Aim, therefore, to only involve team members who’d like to join, and to find an activity that everybody will find enjoyable. Smaller groups can also join up after work, whether to go to the gym or see a movie.

11. Share Your Knowledge

Individuals who tend to work on their own and who don’t regularly communicate with others, often don’t have a good rapport with fellow teammates. If you’re shy and don’t enjoy small talk, a nice way in which you can bond with other members is by freely sharing your knowledge. Whether it’s about a technical aspect of your work or an interesting fact you learned on the internet the night before, sharing an interesting point is a good conversation starter.

Honing a culture of information sharing is also good for a team in general since it elevates levels of knowledge and also encourages an environment in which people nurture and enrich each other.

12. Deal With Conflict Effectively

Regardless of how mature or professional the individual members of a team are, conflict is bound to arise at times. To ensure that the good rapport that you’ve worked so hard at building with your teammates isn’t unnecessarily destroyed by a conflict situation, you should learn how to deal with conflict effectively. Ensure that you remain calm and polite throughout and be wary of attacking your teammates on a personal level. Actively listen to their point of view and try to come to a compromise. When necessary, you can call in a third party or a manager to mediate.
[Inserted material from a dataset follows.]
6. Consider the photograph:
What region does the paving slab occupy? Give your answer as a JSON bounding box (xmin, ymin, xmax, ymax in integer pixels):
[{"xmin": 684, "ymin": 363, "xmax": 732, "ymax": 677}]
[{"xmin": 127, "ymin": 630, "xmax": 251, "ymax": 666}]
Team leaders should ensure that there are clear-cut procedures in place so that team members can revert to these when conflict erupts in the workplace. Knowing that there are official procedures to fall back on in times of conflict will provide team members with a sense of security and will minimize the risk of relationships being harmed through bad conflict resolution.

13. Foster a Culture of Inclusivity

A culture of inclusivity is conducive to good relationships. Regardless of where you live or work, your team is bound to consist of people of different genders, races, and religious persuasions. It’s impossible to build rapport with team members if you discriminate against them based on things like their gender or race. Remember that you, too, are different from the other members of your team. If you want to be accepted and liked for who you are, you need to do the same for your teammates.